When your kids are small, just infants and toddlers, it can feel impossible to find time to relax. Taking a moment to sit down – alone – can be near impossible. And when you do, it can seem like you’ll never have the energy to get back up again.
But sitting down and relaxing is exactly what we need to thrive as parents.
I won’t pretend that I always take the time I need to recharge, but I’m getting better at squeezing those precious “me-time” moments in. Even better, I’m figuring out ways to get some downtime alongside my kids – a valuable lesson for all of us in our overscheduled, over-structured lives.
And since there’s no better time than the lazy days of summer to practice fitting some relaxation into your life as a parent, some of these simple tricks can help get you started.
Pick your time (and stick to it)
Don’t just pencil it in – make relaxation a regular part of your week to get in the habit. It’s hard to get away and get out, even if all you’re trying to do is one downward dog in the middle of the living room floor. But the effort to get started pays off in the end.
Try scheduling in a weekly walk or a run with a buddy to help you stick to your plan, blocking the time in your calendar or booking that weekly babysitter so you won’t find an excuse to schedule out your downtime.

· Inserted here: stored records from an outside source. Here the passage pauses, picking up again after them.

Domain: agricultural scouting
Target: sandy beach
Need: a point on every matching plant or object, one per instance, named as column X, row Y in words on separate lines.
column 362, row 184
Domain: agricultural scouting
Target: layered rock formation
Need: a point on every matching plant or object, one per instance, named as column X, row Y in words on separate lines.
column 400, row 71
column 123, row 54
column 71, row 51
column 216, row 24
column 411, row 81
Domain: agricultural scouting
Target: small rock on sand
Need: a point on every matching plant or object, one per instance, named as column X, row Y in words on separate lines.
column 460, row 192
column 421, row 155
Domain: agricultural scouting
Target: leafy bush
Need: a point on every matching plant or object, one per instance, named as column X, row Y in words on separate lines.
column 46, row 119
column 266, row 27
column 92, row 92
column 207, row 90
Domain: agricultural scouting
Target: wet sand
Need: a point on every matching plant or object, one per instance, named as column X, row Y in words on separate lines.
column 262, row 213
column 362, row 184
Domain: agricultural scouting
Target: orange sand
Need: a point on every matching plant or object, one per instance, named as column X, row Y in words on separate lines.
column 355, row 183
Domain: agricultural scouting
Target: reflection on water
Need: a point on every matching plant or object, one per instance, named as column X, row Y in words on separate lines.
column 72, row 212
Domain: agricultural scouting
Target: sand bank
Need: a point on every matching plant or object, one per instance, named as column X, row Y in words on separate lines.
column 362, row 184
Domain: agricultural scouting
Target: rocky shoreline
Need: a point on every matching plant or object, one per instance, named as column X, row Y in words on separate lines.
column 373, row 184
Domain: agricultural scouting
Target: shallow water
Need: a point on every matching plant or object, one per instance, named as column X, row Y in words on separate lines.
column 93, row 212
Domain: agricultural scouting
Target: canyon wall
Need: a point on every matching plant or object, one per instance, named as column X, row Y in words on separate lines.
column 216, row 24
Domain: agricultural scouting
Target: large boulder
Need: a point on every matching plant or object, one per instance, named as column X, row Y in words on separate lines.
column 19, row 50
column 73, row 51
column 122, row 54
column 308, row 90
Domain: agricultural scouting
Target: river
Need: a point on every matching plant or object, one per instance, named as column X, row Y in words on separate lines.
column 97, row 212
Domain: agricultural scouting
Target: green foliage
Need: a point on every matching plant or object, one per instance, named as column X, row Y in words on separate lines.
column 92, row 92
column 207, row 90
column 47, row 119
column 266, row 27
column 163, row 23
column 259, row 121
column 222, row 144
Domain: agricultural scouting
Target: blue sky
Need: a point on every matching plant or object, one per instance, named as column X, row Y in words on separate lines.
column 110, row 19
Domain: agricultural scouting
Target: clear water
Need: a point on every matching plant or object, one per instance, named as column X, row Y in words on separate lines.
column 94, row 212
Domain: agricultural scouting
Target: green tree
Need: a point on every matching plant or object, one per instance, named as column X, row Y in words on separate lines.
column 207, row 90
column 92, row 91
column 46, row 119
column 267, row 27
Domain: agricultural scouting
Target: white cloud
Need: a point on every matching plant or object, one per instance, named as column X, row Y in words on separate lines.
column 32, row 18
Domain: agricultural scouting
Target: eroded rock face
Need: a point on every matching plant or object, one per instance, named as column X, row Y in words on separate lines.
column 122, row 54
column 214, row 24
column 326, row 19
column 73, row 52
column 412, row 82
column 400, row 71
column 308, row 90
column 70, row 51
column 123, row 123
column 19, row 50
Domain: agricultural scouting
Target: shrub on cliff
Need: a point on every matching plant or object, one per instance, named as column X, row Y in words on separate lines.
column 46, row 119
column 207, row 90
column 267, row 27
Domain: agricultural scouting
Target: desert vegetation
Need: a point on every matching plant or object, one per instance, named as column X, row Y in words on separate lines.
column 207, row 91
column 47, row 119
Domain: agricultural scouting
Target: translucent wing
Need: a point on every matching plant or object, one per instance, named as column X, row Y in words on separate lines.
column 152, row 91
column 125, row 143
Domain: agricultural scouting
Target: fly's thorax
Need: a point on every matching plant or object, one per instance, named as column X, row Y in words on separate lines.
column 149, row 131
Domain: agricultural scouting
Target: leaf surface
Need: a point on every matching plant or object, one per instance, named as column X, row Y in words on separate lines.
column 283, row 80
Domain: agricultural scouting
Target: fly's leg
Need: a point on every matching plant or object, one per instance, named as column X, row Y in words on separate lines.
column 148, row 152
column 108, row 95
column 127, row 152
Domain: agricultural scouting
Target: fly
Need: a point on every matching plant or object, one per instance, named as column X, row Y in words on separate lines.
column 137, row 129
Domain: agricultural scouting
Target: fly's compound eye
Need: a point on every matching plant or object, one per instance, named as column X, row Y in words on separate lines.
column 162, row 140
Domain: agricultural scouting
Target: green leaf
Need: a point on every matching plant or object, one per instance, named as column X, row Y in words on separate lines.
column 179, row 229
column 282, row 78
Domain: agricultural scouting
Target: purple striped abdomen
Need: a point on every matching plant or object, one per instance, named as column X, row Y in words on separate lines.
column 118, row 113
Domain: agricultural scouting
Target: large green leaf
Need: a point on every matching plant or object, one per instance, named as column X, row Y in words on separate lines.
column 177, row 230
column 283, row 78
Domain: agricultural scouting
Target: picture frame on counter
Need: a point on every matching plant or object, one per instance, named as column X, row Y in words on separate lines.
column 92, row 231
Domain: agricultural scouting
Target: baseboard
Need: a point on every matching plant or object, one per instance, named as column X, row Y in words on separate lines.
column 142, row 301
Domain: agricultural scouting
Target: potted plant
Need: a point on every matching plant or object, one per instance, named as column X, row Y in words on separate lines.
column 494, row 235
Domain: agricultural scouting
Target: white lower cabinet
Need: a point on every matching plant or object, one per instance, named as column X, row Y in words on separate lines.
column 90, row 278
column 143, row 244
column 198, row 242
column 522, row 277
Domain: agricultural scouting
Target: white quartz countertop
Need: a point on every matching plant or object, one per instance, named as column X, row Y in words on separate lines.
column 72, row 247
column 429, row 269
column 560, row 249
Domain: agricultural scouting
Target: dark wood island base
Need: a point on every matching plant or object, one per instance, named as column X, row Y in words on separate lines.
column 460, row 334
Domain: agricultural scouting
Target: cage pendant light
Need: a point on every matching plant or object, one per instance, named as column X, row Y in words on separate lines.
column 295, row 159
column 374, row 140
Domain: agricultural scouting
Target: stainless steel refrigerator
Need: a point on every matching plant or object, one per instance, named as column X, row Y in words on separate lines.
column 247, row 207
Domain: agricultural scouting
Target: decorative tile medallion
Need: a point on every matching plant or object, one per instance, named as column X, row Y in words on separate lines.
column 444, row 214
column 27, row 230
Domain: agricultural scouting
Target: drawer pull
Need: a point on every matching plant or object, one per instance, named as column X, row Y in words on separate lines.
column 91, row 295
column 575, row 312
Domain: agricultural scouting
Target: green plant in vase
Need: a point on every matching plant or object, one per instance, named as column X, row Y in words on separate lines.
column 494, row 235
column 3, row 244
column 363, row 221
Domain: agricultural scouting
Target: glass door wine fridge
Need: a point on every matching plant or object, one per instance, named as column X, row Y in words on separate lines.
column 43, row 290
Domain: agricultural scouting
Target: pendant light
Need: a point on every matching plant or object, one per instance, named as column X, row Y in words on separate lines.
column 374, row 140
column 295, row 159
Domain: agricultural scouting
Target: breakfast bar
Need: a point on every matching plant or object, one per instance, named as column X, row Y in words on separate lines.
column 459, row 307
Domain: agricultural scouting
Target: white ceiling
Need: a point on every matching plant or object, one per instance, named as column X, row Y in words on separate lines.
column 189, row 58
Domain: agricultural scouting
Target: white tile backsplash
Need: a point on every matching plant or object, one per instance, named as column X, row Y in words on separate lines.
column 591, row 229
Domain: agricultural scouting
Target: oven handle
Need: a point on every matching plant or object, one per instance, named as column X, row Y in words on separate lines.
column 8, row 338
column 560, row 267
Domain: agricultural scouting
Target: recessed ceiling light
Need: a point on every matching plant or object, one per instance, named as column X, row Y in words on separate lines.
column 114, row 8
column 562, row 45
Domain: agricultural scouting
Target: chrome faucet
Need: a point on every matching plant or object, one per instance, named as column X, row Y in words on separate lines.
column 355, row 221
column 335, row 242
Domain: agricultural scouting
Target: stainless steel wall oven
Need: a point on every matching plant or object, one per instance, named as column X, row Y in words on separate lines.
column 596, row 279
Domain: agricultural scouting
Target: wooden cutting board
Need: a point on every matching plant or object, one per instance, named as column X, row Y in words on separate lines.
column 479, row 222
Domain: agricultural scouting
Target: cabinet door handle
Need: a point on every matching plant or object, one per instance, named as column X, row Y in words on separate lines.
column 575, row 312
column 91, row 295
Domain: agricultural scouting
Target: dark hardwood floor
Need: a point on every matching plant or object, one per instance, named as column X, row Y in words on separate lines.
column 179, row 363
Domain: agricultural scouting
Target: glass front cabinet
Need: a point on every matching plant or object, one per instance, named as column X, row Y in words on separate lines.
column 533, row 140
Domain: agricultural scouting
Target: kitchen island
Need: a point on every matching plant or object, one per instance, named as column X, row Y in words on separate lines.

I find mornings, right after my kids leave for school, the easiest time to fit in a yoga class, a walk or a run, while many of my night-owl friends like to head out for some fresh air or a cup of coffee after work and once the kids are asleep for the night. Whatever time you choose, just making it a priority is a solid first step.
You do you
“To each their own” is the key mantra here. Some of us need to get out and away from our house and our kids to relax, while others can do a full meditation session amidst the clamour and chaos of real family life. And you don’t have to break the bank to fill the tank back up – even parents on a budget can find simple, effective ways to recharge every day while still leaving money aside for bills and savings.
So whether it’s savouring a cup of coffee for five quiet minutes, sneaking in a chapter of a good book during naptime, or a leisurely trip to the grocery store alone and unrushed, don’t let anyone else decide what your downtime needs to be.
If it feels relaxing, it’s working, and that’s all you need.
Let go of the guilt
I’m speaking directly to all the moms out there for a minute.
We all know this is often the hardest part of taking some me-time, sticking to it, and actually enjoying ourselves: letting go of the guilt to be a little selfish now and again.
I speak from experience when I say that it’s all part of the motherhood process to give yourself over completely to keeping a tiny human alive, and that we likely all struggle with the same guilt of leaving those tiny people for a minute, never mind a few hours, few days, or even eventually, one whole week.
But it’s also an important part of your parenting journey to let go of that guilt, a little bit at a time, so you can make time to relax, recharge and refocus, bringing your best self back to your kids and your busy work and family life.
If you’ve got a partner, friends and family in your life who can help you watch the kids while you enjoy some guilt-free, work-free time to yourself, ask for and accept that help. Leave the laundry, the dishes, the cooking, your personal and work-related emails and texts, and the rest of your to-do list aside for 20 minutes – and just relax.
Bring the kids along
Sharing is caring, as we often say in our house, so why not make sure everyone has some time to relax – parents and kids!
If your children are babies, you can often find ways to relax while they are napping or playing beside you. As they get older, it can be a lot of fun for everyone to incorporate some family downtime into a hectic day or week.
My kids like to take a few minutes and lie in the grass with me now and then, watching the clouds and talking about nothing. We take the long way home from the park or school on sunny days, and we sometimes even work in a little yoga on the living room floor. Some nights, we all climb into my bed and read our own books side by side, enjoying the peace and the quiet after a long day.
So whether you are getting ready for your first child, or preparing to send your first of several kids off to college, it’s always a good time and a better idea to make downtime part of your parenting routine.
It’s easier than you think, and you most certainly deserve it.